Not everyone is quite so excited about Messenger Broadcast.

As someone who personally uses Messenger more than Facebook itself -- primarily to avoid rogue content from Pages and individuals to whom I'm not particularly attached -- I certainly understand the concern that Messenger could morph into a new-school email inbox, of sorts.

Even the protective protocols -- the ones dictating Page administrators can only send this contact to users who have already messaged them -- are not entirely different from email opt-in rules.

What's more, it isn't entirely clear how users can "unsubscribe" from Broadcast messages, though it could be as simple as the options to mute conversations with or notifications from Pages that are already available.

Some believe we are, in a way, "going back to square one" in terms of best practices for creating and sharing content. 
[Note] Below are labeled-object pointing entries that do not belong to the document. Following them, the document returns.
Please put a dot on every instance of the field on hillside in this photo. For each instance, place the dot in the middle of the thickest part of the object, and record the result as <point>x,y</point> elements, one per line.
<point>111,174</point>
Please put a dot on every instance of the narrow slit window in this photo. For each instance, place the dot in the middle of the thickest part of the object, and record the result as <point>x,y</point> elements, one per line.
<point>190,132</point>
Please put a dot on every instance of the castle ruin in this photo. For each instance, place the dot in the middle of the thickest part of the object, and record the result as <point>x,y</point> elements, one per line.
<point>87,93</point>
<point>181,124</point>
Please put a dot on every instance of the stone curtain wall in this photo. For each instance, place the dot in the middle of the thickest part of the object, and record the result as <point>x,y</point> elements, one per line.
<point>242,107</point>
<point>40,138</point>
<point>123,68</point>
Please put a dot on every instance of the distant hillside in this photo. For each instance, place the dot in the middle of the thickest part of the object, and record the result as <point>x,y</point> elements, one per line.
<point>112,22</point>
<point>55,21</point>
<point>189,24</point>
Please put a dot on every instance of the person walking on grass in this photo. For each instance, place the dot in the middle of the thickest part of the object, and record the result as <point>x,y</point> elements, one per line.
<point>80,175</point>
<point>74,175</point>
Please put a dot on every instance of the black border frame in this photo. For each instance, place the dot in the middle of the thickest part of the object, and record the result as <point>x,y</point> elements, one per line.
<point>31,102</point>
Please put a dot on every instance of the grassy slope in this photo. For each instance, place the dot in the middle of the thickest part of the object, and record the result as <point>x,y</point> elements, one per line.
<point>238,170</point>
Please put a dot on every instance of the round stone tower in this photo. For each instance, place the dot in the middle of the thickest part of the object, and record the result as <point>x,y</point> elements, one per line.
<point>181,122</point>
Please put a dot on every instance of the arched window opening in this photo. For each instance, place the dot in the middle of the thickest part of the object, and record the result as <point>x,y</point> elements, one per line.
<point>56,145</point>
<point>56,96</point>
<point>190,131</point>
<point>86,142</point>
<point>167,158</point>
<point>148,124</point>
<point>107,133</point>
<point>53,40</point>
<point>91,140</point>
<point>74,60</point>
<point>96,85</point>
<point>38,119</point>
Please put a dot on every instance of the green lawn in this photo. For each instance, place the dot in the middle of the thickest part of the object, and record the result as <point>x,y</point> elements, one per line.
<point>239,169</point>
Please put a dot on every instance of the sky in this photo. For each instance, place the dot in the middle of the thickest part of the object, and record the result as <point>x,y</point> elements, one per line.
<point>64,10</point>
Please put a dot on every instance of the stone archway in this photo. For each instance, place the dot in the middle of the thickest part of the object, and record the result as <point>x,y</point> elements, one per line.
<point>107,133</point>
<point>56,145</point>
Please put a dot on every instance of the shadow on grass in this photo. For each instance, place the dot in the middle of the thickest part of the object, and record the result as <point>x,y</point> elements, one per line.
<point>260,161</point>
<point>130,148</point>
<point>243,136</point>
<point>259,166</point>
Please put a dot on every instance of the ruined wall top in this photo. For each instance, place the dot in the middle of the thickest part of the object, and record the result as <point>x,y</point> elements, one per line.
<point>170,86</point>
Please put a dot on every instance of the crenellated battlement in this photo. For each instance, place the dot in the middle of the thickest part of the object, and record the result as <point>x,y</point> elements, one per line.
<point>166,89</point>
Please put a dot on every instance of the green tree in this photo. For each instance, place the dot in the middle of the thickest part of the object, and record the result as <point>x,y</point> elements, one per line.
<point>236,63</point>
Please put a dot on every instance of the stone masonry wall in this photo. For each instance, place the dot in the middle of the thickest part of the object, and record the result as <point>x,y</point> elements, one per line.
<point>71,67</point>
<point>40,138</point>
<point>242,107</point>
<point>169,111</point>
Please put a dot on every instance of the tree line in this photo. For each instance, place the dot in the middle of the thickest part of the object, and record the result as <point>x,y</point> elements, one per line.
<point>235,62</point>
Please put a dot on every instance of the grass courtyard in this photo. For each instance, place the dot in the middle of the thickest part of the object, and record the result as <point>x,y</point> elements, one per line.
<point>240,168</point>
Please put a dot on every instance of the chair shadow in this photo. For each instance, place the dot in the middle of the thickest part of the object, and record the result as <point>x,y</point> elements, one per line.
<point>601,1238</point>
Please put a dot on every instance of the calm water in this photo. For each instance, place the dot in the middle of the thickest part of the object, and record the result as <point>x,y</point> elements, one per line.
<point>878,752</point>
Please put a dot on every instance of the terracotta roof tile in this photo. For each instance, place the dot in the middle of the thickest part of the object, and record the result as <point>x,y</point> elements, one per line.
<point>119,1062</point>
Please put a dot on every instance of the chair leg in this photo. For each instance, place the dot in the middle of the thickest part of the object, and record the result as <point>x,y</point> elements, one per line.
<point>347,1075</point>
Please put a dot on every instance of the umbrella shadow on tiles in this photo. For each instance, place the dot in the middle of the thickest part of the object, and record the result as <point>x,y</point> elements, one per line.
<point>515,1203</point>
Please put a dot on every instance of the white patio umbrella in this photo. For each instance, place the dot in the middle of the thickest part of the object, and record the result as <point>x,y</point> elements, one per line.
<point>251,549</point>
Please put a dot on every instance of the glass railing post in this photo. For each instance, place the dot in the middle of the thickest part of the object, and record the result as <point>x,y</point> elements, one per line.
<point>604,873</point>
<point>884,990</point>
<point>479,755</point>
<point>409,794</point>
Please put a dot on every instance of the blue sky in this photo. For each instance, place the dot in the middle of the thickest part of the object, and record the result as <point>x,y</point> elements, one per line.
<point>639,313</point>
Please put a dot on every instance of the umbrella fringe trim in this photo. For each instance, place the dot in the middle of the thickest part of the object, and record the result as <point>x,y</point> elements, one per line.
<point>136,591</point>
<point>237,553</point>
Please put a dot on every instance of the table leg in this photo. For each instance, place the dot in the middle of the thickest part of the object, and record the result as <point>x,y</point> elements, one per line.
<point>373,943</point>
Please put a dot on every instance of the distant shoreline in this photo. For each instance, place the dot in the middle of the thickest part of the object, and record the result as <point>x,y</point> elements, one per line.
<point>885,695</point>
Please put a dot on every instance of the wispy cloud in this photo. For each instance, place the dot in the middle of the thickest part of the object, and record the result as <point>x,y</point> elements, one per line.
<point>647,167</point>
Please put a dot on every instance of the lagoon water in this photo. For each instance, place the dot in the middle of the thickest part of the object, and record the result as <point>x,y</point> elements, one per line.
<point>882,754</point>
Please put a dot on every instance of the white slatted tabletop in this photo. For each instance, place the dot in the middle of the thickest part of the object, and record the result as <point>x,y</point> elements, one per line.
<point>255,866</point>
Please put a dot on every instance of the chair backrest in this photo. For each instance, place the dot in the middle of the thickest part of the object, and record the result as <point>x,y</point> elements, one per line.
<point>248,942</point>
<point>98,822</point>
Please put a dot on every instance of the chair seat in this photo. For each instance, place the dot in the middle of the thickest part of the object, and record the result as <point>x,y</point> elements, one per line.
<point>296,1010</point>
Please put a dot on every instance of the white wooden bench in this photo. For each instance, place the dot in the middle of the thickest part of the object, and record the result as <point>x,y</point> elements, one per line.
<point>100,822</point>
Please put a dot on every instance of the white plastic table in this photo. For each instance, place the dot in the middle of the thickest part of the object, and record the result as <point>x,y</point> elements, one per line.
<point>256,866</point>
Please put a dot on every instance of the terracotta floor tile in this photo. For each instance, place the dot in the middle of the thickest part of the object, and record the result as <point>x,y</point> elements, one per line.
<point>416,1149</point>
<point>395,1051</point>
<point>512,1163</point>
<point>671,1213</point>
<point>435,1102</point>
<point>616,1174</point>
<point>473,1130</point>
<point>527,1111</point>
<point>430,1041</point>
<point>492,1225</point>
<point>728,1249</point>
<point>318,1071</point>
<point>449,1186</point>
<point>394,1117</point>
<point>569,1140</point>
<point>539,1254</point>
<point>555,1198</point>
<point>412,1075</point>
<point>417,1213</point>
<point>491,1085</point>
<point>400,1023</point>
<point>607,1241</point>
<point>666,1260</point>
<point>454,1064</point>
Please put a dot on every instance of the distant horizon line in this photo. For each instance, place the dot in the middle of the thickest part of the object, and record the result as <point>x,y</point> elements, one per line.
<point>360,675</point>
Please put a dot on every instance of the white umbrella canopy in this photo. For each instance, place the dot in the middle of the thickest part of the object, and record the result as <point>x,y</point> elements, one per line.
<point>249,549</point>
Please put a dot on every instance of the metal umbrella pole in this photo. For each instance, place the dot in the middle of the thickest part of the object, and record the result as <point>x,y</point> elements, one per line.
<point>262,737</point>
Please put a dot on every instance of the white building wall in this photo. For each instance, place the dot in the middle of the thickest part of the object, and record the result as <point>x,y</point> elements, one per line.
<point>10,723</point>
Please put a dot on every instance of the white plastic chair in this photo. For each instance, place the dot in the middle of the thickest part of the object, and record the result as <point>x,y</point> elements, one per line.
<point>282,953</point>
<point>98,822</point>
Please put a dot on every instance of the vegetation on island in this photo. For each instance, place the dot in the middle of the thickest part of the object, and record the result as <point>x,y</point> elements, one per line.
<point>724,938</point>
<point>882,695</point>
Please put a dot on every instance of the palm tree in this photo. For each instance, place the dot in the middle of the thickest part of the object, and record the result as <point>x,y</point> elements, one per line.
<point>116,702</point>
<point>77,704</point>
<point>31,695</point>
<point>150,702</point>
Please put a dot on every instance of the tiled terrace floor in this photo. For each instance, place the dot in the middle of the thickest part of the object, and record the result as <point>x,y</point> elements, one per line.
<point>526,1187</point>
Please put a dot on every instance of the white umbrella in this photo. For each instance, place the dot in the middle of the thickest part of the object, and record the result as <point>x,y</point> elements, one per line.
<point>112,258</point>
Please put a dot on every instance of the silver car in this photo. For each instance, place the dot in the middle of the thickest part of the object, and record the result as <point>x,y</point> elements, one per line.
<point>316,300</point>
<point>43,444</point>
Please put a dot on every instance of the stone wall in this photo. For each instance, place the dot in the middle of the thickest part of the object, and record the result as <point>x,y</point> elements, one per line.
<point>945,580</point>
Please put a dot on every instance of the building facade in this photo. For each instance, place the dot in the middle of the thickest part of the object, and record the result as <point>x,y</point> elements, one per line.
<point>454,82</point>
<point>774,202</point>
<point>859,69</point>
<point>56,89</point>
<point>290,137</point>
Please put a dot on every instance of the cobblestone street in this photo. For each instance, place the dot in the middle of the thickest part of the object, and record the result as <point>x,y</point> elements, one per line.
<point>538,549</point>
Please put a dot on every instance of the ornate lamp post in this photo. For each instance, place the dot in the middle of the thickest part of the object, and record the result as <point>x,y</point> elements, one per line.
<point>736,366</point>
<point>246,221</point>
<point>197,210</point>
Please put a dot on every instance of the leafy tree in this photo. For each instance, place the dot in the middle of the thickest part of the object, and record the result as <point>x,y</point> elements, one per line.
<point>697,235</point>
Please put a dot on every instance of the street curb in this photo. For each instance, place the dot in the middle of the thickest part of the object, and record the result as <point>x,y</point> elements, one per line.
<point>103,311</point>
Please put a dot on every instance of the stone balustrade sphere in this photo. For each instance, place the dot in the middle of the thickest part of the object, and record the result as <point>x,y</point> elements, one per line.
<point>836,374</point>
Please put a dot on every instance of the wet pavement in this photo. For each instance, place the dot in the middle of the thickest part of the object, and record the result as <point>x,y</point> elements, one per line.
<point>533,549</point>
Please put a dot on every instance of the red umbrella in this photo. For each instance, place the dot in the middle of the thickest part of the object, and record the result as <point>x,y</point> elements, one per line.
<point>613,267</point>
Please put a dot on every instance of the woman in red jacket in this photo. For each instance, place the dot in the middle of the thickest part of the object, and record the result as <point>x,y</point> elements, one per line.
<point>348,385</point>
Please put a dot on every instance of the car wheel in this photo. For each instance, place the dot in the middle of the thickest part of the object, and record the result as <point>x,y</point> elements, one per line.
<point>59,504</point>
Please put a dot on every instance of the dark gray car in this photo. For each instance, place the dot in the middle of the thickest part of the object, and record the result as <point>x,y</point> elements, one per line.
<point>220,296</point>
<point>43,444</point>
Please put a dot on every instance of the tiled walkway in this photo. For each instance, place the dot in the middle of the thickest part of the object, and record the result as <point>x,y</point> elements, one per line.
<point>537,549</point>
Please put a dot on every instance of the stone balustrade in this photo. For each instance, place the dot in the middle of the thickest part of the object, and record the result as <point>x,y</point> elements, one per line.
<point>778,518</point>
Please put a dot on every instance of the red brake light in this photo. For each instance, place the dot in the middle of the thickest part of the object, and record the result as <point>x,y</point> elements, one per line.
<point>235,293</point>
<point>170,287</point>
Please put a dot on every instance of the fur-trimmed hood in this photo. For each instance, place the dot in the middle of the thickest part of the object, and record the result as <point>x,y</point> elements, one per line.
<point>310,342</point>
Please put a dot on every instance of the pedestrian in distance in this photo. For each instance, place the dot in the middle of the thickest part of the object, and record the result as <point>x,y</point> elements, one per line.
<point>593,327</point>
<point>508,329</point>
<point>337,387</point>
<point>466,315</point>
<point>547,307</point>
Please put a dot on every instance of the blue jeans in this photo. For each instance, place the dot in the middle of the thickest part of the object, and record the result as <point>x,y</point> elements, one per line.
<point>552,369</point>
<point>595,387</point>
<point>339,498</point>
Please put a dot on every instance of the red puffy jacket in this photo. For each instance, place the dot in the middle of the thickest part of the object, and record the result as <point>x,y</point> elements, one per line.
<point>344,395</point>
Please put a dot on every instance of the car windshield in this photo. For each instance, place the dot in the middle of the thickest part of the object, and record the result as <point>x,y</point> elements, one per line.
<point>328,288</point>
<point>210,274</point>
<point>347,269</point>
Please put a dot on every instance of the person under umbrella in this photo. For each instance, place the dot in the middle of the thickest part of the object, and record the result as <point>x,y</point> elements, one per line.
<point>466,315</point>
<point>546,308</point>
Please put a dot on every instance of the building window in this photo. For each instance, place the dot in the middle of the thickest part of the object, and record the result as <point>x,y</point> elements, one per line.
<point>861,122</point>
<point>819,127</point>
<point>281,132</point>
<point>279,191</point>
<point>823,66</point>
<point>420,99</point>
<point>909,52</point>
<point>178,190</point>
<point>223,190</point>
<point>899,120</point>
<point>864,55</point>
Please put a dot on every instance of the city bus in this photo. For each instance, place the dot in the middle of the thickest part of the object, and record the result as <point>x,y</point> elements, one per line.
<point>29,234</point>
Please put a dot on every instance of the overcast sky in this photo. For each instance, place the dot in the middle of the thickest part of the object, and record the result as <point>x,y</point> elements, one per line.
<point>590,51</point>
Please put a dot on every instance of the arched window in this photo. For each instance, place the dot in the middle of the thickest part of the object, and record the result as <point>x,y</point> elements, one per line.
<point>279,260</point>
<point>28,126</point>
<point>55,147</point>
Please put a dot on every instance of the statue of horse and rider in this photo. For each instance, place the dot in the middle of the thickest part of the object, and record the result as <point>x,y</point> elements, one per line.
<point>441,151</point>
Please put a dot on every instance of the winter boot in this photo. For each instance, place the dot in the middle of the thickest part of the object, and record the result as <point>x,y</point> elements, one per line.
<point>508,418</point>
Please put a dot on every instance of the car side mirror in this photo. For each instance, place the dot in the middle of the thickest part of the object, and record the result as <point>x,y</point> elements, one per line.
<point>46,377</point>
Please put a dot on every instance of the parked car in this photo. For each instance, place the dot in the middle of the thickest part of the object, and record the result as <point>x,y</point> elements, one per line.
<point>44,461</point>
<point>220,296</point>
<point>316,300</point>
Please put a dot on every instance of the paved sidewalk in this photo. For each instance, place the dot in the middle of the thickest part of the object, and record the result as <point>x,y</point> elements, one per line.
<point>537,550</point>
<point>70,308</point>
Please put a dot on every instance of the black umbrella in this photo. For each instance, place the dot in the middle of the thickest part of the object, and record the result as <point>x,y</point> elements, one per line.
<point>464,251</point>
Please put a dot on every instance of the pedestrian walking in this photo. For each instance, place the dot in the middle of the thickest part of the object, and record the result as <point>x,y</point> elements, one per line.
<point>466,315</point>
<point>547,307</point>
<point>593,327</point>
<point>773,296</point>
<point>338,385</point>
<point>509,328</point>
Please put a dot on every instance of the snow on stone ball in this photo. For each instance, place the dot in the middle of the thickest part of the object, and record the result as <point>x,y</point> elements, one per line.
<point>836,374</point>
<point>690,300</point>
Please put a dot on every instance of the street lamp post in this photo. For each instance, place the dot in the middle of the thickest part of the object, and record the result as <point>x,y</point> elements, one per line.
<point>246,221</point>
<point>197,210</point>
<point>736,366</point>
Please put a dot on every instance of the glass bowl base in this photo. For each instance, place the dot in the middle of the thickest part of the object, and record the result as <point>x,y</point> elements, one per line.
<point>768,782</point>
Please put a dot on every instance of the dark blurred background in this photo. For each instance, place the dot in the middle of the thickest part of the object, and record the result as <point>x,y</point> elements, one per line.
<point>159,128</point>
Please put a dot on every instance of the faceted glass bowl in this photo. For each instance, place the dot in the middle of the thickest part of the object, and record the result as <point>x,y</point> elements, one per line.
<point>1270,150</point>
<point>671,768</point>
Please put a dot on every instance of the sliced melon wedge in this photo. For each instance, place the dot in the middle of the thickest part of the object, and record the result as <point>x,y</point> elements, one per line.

"If Facebook doesn't teach people how to make valuable, non-intrusive experiences" with the introduction of Messenger Broadcast, says HubSpot Conversational Marketing Manager Connor Cirillo, "this is a disaster waiting to happen."

That's where the analogy to opting into emails becomes particularly salient. While users, in this case, have expressed some level of interest in communicating with the business by messaging it in the first place, that doesn't mean the future communication -- like a Broadcast -- will be contextual or valuable to that user (or group of users, since the option allows sending the Broadcast to multiple users at once).

"Messaging is intimate. As businesses, we have to respect that," says Cirillio. "If a brand doesn’t know how to chat with someone, and only knows how to talk at them, users will get turned off."

Which means, Cirillo explains, even if a user initiates communication with a Page, what it does in response might not necessarily make for a delightful experience if the content of the message isn't relevant or helpful. 

"Just because I asked the pizza place when it's open," he says, "doesn’t mean I want untargeted coupons blasted at me."

It's About Quality Content ... Again

When both sides of the argument are evaluated, the key takeaway on Messenger Broadcast is essentially the same as it is for any new medium of this kind: Content that's high-quality, relevant to the user, and helpful is the most likely to succeed. Even with the cons in mind, if brands using this service can figure that out -- they're more likely to see better results.

And that, says Sellberg, might serve as a barrier to entry for brands who aren't quite ready to use this feature -- for the business and the user alike.

"Plainly, I don’t think marketers who haven't leveraged Messenger at all will not use this tool," he explains. "However, even if they do, they can only Broadcast to those who have messaged them first," which could minimize the intrusive nature of any messages they send.

Because the feature is in its earliest stages, how or if this ultimately plays out has yet to be determined.